# Nagios on Gentoo

## aes_sedai

 :Sad:  nagios works on gentoo but the external commands are giving me a hard time . When I try to submit ..it says " TCP connection error'. Apache is running with SSL and mod-php4 ....some one please HELP!!!...

----------

## kres

aes-

I've been using netsaint/nagios for years now. It runs great on gentoo, but let me give you a little advice....

DON'T USE THE EBUILD.

IMOH - It uses a lot of non-default locations and settings that made troubleshooting it a nightmare for me. Try compliling/installing it yourself, it's really easy and the documentation is good.

That said,  I need more info about your set up:

1) What remote monitoring plugin are you using?

2) What command, specificlly are you trying to execute?

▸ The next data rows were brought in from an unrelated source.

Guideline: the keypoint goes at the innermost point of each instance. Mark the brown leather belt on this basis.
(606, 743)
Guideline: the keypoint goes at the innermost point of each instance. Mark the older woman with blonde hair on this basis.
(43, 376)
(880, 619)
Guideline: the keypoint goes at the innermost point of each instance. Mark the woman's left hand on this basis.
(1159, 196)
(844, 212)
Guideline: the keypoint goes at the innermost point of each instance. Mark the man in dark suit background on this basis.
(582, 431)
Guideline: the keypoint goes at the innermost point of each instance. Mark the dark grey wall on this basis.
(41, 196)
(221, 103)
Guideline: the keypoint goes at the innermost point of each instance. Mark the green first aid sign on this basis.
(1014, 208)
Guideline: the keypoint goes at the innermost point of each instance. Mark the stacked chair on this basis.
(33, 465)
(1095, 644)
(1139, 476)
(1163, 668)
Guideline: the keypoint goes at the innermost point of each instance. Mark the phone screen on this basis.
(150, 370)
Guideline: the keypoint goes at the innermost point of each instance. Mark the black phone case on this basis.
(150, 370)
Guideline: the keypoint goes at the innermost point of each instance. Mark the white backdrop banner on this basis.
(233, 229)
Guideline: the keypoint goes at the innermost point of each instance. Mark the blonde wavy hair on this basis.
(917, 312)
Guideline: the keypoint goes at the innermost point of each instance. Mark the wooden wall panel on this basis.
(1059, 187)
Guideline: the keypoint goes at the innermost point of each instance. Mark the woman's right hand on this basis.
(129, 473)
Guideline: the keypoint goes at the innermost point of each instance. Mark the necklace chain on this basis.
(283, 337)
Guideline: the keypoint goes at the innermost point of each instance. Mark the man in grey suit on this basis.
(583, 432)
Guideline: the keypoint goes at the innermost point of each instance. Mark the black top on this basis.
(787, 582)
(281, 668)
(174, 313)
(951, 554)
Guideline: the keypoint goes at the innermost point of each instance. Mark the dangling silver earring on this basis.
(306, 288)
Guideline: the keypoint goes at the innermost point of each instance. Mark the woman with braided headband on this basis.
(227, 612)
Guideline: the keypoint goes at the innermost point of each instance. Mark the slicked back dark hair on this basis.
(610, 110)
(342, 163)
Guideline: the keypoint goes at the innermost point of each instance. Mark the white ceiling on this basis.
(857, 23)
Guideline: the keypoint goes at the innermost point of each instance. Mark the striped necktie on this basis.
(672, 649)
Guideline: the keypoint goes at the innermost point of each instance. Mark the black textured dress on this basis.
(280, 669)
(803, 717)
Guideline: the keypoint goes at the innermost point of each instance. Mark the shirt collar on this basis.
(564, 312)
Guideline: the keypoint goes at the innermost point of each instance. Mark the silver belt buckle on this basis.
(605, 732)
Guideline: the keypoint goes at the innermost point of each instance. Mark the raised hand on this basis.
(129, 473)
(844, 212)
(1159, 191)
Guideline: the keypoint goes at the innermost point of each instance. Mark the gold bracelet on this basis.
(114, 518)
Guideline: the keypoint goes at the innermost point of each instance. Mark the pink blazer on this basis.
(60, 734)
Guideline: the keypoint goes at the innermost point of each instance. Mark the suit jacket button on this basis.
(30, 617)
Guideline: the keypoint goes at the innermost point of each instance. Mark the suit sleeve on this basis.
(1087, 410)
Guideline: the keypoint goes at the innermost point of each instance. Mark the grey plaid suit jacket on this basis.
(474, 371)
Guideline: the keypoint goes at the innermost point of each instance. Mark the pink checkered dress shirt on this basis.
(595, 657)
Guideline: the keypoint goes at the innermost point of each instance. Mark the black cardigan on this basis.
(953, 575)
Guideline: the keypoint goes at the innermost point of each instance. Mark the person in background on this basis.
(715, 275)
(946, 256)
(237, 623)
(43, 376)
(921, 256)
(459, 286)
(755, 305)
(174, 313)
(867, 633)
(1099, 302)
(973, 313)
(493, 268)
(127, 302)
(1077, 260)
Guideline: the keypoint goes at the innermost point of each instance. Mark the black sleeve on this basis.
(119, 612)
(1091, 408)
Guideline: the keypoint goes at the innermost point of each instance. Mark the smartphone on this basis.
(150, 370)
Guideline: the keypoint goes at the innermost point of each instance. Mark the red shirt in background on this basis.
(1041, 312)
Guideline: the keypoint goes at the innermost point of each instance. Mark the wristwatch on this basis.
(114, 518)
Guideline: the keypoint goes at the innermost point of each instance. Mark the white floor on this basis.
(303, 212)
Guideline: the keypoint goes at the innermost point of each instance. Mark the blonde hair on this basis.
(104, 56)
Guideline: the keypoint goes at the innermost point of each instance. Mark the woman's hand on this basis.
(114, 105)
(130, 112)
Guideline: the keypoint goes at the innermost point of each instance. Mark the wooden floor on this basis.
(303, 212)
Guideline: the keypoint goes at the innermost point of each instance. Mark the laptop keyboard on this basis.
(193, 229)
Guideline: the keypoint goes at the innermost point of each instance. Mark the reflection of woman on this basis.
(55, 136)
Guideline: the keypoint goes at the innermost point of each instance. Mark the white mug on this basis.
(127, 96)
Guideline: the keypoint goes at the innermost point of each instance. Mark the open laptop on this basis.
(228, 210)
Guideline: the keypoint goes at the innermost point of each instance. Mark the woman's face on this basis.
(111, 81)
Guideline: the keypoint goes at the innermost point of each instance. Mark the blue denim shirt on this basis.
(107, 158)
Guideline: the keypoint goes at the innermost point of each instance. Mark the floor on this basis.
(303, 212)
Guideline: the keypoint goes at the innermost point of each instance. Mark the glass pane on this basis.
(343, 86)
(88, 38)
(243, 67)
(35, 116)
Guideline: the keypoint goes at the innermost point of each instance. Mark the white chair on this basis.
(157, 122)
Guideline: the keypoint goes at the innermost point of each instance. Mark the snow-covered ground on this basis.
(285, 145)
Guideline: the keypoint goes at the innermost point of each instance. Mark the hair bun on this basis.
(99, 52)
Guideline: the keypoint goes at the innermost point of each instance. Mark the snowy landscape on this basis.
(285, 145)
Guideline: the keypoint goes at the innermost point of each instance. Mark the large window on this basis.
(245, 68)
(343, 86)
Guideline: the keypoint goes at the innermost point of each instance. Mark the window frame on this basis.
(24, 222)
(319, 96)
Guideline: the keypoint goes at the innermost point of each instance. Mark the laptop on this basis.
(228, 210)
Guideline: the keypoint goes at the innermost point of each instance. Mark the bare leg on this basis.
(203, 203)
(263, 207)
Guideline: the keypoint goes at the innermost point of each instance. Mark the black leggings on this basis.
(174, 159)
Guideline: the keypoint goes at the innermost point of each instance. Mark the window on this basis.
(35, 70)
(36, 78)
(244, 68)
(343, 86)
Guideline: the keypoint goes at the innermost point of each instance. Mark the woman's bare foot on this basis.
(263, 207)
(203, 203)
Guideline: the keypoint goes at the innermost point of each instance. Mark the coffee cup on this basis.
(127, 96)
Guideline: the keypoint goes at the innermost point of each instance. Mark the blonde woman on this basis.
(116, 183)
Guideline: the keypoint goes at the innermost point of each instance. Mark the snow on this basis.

3) Did you read through this section of the docs: 

http://nagios.sourceforge.net/docs/1_0/extcommands.html

http://nagios.sourceforge.net/docs/1_0/configcgi.html

    These docs have great info in them is you are trying to get external commands working correctly, but they read like mud.   Read'em a couple of times to get a better sense of what is required.

----------

## aes_sedai

Hi kres,

There are no remote plugins that are being used . Since this is a production system , I cant take it down .. it was shifted as it is from Redhat . 

The problem is with the external commands like " log comments" - the one's that you get in the web interface when you login to the Nagios on the web. When I try to insert the comment , it gives the TCP error . On the redhat it was working like a dream till I had to remove it.

----------